The moment they turned off the machines, the world didn’t stop. The beeping slowed, then disappeared. The fluorescent lights still buzzed. The nurses still moved. Cars still passed outside.

Everything was normal.

Except it wasn’t.

It looked like nothing happened. The ground stayed solid beneath my feet. But underneath, everything cracked. The moment the machines shut off, something inside me caved in, like a building collapsing in slow motion, silent at first–until the dust started rising. Until I couldn’t breathe. Until its weight settled on my chest.

Grief is heavy in ways nobody warns you about. It sits in your bones, and clings to your skin. It follows you into rooms and interrupts your sleep. It’s a sinkhole opening up beneath your life. People don’t see it.
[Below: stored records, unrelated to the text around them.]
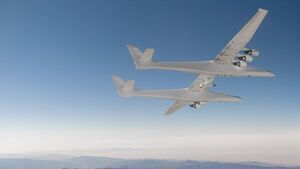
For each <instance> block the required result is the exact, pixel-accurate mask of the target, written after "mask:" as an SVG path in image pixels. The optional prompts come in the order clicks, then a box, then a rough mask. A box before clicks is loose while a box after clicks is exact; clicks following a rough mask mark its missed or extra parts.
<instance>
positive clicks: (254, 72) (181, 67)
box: [137, 61, 274, 77]
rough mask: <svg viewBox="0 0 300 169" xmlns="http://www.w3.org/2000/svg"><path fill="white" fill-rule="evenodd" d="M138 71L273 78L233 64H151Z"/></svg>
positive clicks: (174, 62)
mask: <svg viewBox="0 0 300 169" xmlns="http://www.w3.org/2000/svg"><path fill="white" fill-rule="evenodd" d="M137 68H138V69H162V70H175V71H181V72H188V73H195V74H208V75H215V76H256V77H273V76H274V75H273V74H272V73H271V72H269V71H264V70H256V69H254V68H249V67H239V66H236V65H233V64H219V63H216V62H214V61H197V62H152V63H148V64H146V65H141V66H139V67H137Z"/></svg>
On the surface, I went through the motions. I got up. I ate. But inside, everything collapsed. I was standing on rubble, trying to pretend the ground was still there. Some days, I still expect him to walk through the door, to groan his back, to steal the last slice of pizza just to mess with me.

I want to tell him stupid things, like how my phone charger is broken again, or how I saw a dog that looked exactly like ours.

I want to hear him say, “I’m here” just one more time. But all I have now are echoes and memories. And maybe, if I hold them tight enough, I won’t lose him again.